太衍宗的弟子服都是白色,唯有袖口绣有代表不同主脉身份的徽记。
演武场上,皆着素服的少年少女各自练习术法,远远见到有两道身影走近,便有眼尖的小姑娘开口问出了这个问题。
“莫不是又是哪个附属宗门掌门之女前来交流,非要大师兄相陪吧?”一脉的师妹偏着头抱怨道。
“谁知道呢,不过这一回这个,生得可真好看啊。”
“哎呀,你别光看脸,我辈修真者,修为才是最大,否则到头来,道侣风华依旧,自己却成了红颜枯骨,那有什么意义。”师妹娇嗔道。
“自从掌教透露要让大师兄接任我太衍宗下任掌门后,这些附属宗门简直像闻到了肉味儿的狗,一个接一个地想往大师兄身边送人,没个完了。”
眼神机灵的少年蹭了过来:“依我看,咱们大师兄一心修炼,恐怕没有结道侣的心思呢。这些漂亮姑娘的芳心,真是错付了。”
“师弟,人家愿意,如何用你来管错不错付。”
几个人嬉笑成一团。
“你们几个小家伙儿,胡闹够了没?”年纪略长的女子走到他们身边,无奈笑道。
少年少女赶紧站直了身,齐齐恢复了端方姿态,俯身行礼道:“乘玉师姐。”
乘玉摇摇手:“起来吧,你们的胆子越发大了,连大师兄都编排起来,小心叫他瞧见你们修炼分神,再罚你们一遭。”

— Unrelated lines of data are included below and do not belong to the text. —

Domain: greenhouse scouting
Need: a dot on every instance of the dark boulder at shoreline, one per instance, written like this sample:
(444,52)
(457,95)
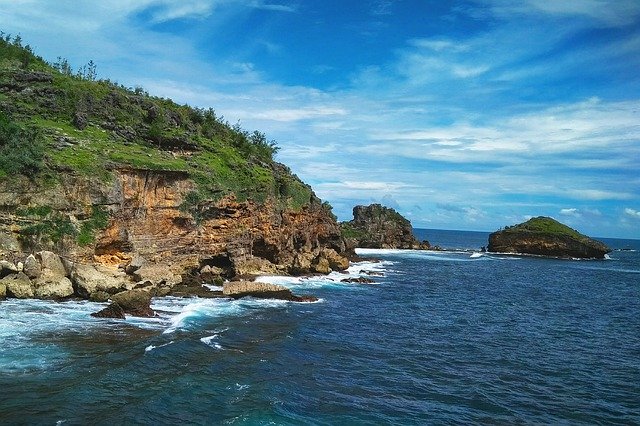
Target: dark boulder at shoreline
(239,289)
(545,236)
(376,226)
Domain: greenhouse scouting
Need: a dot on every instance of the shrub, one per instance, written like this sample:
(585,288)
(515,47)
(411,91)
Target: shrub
(21,151)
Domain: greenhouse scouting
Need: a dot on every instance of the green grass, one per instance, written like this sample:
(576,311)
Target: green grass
(129,128)
(547,226)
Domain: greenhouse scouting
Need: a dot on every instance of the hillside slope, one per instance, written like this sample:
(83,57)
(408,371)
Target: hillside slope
(546,237)
(103,174)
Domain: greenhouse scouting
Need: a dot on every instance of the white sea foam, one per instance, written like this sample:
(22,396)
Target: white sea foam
(209,341)
(152,347)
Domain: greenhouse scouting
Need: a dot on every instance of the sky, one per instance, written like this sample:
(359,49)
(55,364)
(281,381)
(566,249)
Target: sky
(467,115)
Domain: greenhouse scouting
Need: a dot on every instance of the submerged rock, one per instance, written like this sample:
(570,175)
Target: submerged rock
(238,289)
(545,236)
(135,302)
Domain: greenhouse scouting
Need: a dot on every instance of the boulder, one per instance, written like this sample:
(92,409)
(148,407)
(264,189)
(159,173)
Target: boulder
(359,280)
(49,286)
(157,274)
(7,268)
(194,291)
(99,296)
(51,264)
(134,302)
(112,311)
(301,264)
(336,261)
(321,265)
(87,279)
(32,267)
(18,286)
(239,289)
(136,263)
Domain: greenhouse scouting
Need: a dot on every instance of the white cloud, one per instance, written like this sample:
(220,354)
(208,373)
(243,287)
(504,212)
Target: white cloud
(605,12)
(570,212)
(635,214)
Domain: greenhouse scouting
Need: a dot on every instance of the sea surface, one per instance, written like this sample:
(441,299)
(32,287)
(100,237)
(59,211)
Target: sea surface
(456,337)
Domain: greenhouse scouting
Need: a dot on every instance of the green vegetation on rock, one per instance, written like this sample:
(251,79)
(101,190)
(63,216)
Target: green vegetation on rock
(547,226)
(54,120)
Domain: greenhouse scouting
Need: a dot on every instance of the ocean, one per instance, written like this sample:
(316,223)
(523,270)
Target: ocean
(440,338)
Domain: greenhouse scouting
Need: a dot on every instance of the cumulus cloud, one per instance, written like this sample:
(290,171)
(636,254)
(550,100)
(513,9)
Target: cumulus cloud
(570,212)
(635,214)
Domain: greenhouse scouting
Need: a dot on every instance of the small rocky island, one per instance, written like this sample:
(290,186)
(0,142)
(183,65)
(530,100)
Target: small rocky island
(380,227)
(545,236)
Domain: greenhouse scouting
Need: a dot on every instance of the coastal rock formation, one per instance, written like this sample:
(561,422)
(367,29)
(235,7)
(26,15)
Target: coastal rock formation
(132,302)
(238,289)
(376,226)
(546,237)
(131,191)
(18,286)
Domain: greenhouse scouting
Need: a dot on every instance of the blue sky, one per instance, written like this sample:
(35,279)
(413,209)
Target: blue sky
(460,114)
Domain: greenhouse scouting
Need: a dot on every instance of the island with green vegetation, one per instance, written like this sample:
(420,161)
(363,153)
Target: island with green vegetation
(105,188)
(545,236)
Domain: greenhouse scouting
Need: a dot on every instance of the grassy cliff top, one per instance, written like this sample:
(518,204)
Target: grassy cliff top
(56,120)
(547,226)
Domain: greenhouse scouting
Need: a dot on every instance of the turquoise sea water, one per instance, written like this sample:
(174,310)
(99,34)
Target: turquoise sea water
(442,338)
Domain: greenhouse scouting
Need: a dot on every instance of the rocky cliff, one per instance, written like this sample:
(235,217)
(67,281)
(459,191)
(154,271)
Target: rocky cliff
(376,226)
(142,191)
(545,236)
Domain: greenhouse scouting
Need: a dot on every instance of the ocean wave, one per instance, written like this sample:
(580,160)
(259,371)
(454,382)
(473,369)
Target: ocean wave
(152,347)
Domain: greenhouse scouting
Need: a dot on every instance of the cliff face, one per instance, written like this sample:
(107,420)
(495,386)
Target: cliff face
(111,177)
(376,226)
(146,218)
(546,237)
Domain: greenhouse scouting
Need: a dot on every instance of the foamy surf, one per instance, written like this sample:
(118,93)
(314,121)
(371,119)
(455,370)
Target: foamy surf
(152,347)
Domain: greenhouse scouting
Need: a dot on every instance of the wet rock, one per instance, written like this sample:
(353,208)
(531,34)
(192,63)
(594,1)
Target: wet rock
(51,264)
(239,289)
(99,296)
(545,236)
(376,226)
(135,302)
(7,268)
(321,265)
(194,291)
(112,311)
(88,279)
(18,286)
(336,261)
(32,267)
(359,280)
(371,273)
(157,274)
(136,263)
(50,286)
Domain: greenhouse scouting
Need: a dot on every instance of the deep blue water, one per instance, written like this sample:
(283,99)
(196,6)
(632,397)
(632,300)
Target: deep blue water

少年少女们立刻便鹌鹑一样低下头,谁不知道大师兄最是严厉,最厌弟子修炼分心。偏生少年人心性活泼,如何能做到静如止水,因着如此,他们可都在大师兄手里吃过苦头。
说话间,谢微之和司擎已经走近,在乘玉的带领下,演武场数十名弟子全部起身,面向司擎行礼道:“见过大师兄!”
动作整齐划一,气势如虹。
司擎示意众人起身,乘玉面上带着浅笑,但目光落在谢微之脸上时,眸中不由划过一抹疑惑。
为什么她会觉得大师兄身边的女子,意外有些熟悉?
“这是司命一脉大师姐,谢微之。”司擎简短地向乘玉解释一句。
“十一师姐?!”听完司擎的话,乘玉先是怔愣一瞬,而后失声叫道。“你是十一师姐?!”
她上前握住谢微之的衣袖:“十一师姐,你怎么回来了?你这些年还好吗?”
乘玉上下打量着谢微之,谁都能看得出她此时的激动。
“她是谁啊?”这个她,指的当然就是谢微之。
“司命一脉大师姐?我只知道,司命一脉有个脾气很泼辣的三师姐,如何又冒出个大师姐来?”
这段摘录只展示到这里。